This software is no longer under active development. I will consider merging pull requests, but I will not myself address any issues raised in GitHub. I cannot guarantee that I will make new stable releases.
Magic Rescue should only be run in a sandboxed environment. It was written in 2004, a time where the internet was a friendlier place. Magic Rescue works by invoking programs written in unsafe languages with input from arbitrary data found on your disk. This exposes a large attack surface to any attacker that is able to place arbitrary data inside files on your disk, including your browser cache.
Magic Rescue scans a block device for file types it knows how to recover and calls an external program to extract them.
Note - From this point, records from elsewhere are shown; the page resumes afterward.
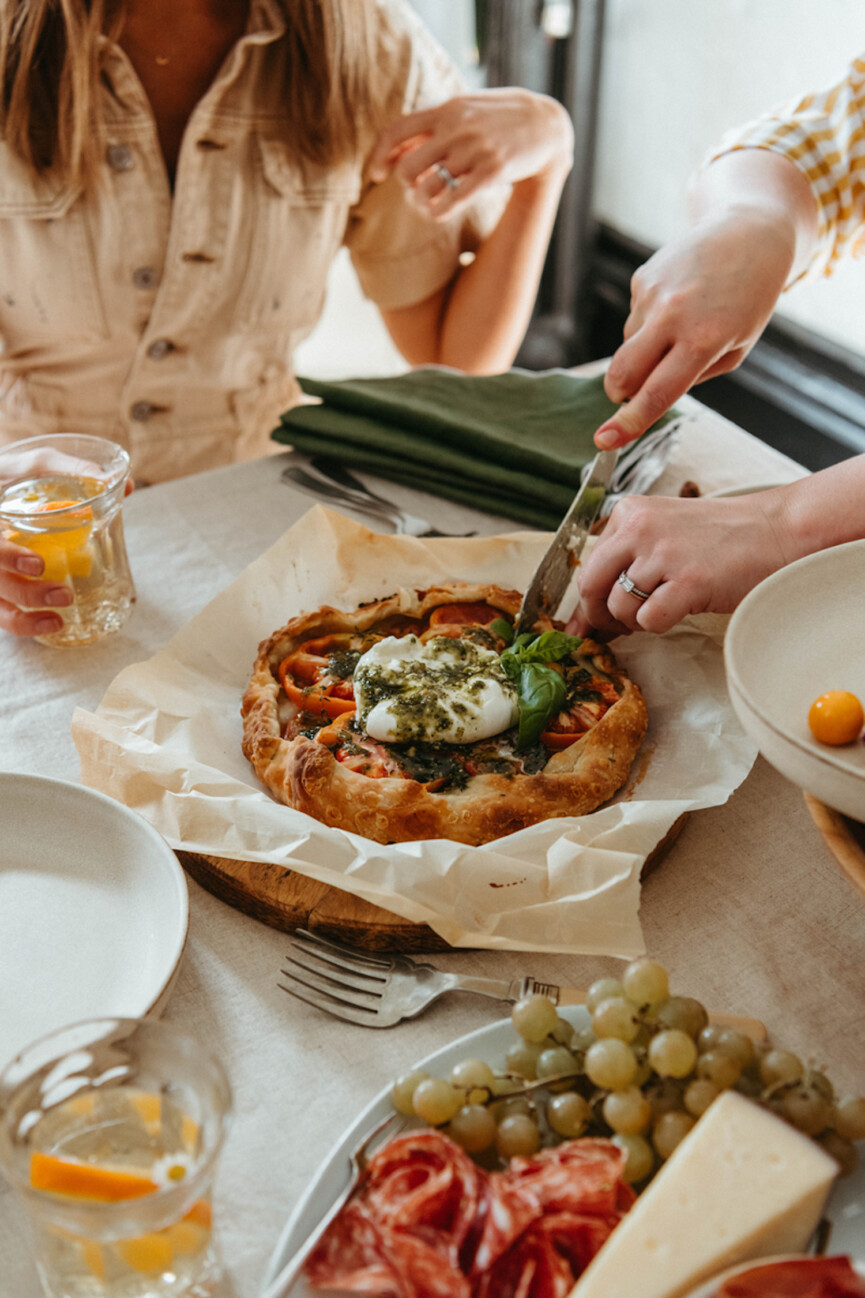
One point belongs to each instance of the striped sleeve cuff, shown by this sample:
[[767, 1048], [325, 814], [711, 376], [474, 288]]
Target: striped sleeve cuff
[[824, 135]]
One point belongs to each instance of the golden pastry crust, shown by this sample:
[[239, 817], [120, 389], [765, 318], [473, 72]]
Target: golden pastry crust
[[305, 775]]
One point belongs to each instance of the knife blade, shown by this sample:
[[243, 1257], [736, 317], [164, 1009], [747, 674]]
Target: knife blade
[[552, 575]]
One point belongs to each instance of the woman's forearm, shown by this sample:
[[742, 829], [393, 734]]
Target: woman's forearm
[[759, 184], [825, 509], [488, 305]]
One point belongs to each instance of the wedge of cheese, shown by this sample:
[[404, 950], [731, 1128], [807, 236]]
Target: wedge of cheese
[[743, 1184]]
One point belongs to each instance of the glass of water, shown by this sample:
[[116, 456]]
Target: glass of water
[[109, 1135], [61, 496]]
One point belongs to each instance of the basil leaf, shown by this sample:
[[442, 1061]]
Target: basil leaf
[[551, 647], [501, 628], [540, 693], [511, 666]]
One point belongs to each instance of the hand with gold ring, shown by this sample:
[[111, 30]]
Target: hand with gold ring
[[661, 557], [446, 155]]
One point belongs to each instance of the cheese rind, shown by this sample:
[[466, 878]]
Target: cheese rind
[[743, 1184]]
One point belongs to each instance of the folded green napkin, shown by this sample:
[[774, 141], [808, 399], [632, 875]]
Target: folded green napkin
[[509, 444]]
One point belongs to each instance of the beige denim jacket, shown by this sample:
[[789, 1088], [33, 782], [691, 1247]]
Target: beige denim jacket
[[168, 321]]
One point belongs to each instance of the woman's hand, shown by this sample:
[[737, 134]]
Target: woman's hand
[[487, 138], [698, 306], [689, 556], [25, 601]]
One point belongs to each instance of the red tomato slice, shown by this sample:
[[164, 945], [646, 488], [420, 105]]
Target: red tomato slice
[[559, 740], [464, 614]]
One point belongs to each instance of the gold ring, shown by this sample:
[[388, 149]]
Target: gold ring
[[625, 582], [448, 177]]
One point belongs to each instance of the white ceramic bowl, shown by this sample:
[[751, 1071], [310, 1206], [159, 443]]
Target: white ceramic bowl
[[795, 636]]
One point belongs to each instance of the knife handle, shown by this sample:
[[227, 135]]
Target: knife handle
[[752, 1028]]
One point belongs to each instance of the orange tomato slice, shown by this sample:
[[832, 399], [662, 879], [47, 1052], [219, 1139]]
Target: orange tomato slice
[[837, 718], [317, 700], [304, 666], [333, 734], [85, 1181]]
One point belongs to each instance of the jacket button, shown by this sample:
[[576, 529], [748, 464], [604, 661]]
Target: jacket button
[[144, 277], [120, 157]]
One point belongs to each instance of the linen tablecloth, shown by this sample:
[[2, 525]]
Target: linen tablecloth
[[748, 910]]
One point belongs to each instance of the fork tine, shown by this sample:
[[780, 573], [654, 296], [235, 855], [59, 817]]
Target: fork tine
[[329, 963], [327, 980], [301, 937], [334, 1007], [338, 992], [333, 976]]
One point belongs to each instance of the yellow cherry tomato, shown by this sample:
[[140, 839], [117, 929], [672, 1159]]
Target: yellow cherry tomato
[[837, 717]]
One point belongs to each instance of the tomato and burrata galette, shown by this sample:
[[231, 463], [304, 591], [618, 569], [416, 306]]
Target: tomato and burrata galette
[[422, 717]]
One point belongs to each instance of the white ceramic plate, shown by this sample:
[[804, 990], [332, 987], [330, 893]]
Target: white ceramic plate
[[94, 910], [846, 1207], [795, 636]]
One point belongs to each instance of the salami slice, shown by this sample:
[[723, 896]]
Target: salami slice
[[802, 1277], [427, 1223], [579, 1177], [408, 1227]]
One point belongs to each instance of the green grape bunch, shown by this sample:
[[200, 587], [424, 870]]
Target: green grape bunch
[[640, 1075]]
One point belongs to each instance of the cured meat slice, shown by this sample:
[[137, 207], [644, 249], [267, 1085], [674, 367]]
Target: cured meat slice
[[427, 1223], [547, 1258], [800, 1277], [408, 1227], [579, 1177]]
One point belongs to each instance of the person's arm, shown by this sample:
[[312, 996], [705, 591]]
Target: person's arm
[[703, 556], [477, 322], [781, 196], [700, 304]]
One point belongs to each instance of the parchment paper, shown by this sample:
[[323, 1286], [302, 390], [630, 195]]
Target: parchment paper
[[165, 741]]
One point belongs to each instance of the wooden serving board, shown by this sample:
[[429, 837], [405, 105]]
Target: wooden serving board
[[286, 900], [844, 839]]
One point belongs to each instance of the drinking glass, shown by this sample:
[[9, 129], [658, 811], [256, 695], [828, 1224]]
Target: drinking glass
[[109, 1135], [61, 496]]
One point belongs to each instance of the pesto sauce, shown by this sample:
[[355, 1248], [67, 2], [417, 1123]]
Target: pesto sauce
[[412, 689]]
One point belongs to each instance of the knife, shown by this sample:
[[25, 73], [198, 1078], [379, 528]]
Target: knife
[[552, 575]]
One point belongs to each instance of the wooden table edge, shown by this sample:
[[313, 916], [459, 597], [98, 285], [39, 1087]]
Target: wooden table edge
[[837, 832]]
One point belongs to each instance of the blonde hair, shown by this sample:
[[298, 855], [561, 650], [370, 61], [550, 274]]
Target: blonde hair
[[50, 79]]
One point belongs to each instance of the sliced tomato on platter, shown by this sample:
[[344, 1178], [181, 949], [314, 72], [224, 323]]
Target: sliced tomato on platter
[[799, 1277]]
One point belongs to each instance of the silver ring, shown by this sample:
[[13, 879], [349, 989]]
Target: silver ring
[[450, 179], [624, 580]]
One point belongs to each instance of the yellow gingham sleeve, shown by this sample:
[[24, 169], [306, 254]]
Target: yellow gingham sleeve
[[824, 134]]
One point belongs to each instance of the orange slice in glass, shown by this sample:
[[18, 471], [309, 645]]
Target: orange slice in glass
[[66, 553], [85, 1181]]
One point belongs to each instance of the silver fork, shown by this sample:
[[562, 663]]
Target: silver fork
[[314, 480], [357, 1159], [381, 991]]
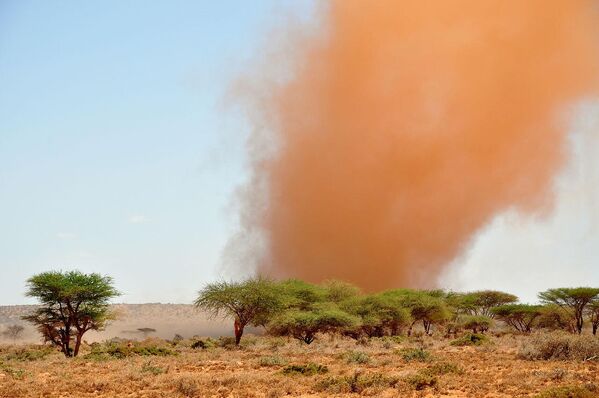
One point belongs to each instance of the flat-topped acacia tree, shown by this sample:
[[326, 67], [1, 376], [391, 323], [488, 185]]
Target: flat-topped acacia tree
[[71, 303], [571, 300], [251, 301]]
It looks at "magic bytes" in file contents, so it can be used both as an undelete utility and for recovering a corrupted drive or partition. As long as the file data is there, it will find it.
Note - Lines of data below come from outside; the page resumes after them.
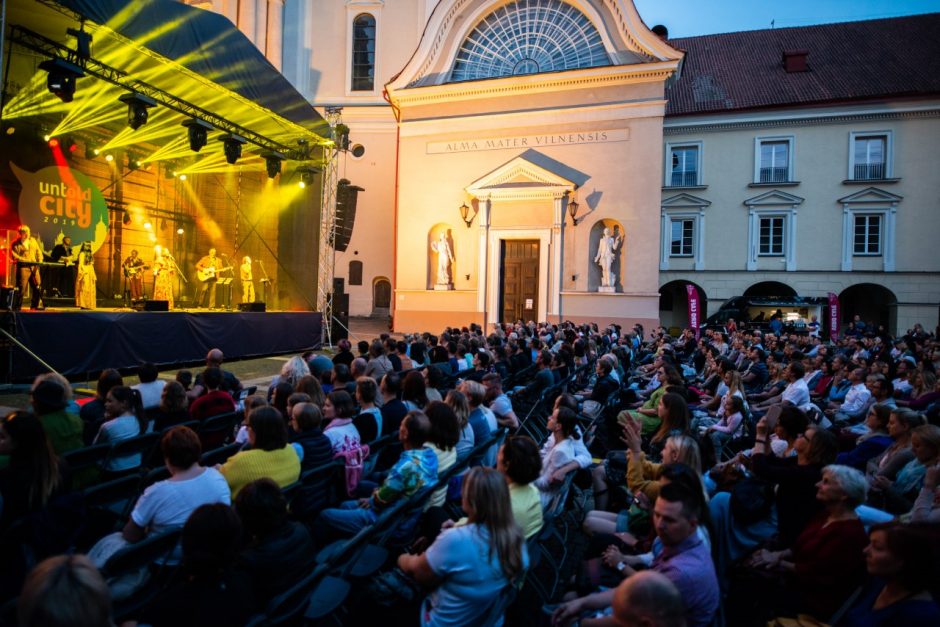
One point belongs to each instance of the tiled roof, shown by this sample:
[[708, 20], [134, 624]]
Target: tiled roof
[[848, 61]]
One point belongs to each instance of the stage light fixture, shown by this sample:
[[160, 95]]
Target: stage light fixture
[[138, 109], [198, 132], [272, 163], [232, 145], [62, 76]]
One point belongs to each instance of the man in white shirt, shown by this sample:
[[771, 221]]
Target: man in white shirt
[[150, 387]]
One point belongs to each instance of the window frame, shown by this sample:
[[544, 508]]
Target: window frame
[[789, 140], [699, 162], [888, 136]]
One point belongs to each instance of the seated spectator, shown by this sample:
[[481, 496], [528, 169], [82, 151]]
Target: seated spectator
[[871, 443], [270, 455], [338, 412], [445, 433], [902, 562], [215, 401], [649, 599], [499, 403], [64, 591], [393, 410], [150, 387], [33, 475], [795, 478], [369, 420], [210, 591], [681, 556], [92, 412], [311, 386], [63, 429], [293, 370], [413, 392], [470, 567], [898, 496], [279, 551], [458, 402], [414, 470], [825, 563], [168, 504], [563, 426], [123, 420], [172, 409]]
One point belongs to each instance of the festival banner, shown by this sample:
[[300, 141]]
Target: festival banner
[[694, 313], [833, 317], [58, 201]]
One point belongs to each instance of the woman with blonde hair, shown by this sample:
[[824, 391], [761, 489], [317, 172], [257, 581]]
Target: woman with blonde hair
[[472, 567]]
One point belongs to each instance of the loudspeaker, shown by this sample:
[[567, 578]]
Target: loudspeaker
[[152, 305], [346, 197]]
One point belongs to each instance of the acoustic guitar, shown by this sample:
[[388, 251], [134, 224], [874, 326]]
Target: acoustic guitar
[[207, 274]]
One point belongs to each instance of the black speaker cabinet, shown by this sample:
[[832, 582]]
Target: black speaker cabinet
[[156, 305]]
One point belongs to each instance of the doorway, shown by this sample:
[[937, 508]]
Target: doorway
[[519, 284]]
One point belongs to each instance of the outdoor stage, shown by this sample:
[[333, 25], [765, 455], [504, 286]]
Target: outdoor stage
[[82, 343]]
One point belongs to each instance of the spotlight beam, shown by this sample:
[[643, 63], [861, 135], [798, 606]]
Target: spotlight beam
[[92, 67]]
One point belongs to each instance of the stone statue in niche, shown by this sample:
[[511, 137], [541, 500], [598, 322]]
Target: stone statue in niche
[[606, 252], [445, 259]]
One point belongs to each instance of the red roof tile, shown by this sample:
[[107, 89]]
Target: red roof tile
[[848, 61]]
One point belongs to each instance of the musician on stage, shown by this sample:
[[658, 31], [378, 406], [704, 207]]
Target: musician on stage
[[207, 271], [248, 284], [27, 252], [134, 268]]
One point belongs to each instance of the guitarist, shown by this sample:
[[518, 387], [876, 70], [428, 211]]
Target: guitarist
[[134, 271], [208, 269]]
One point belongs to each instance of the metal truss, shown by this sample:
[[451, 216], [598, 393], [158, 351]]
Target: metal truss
[[38, 43], [327, 252]]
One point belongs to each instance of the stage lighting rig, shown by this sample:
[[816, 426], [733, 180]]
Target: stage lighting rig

It works on any file system, but on very fragmented file systems it can only recover the first chunk of each file. Practical experience (this program was not written for fun) shows, however, that chunks of 30-50MB are not uncommon.
Find the latest version at https://github.com/jbj/magicrescue
There are no build requirements other than a C library and a UNIXish system. To use the dupemap(1) utility, you must have the NDBM compatibility header, which either comes with your system or the development libraries of GDBM or Berkeley DB.
./configure && make && make install
The "make install" step is optional.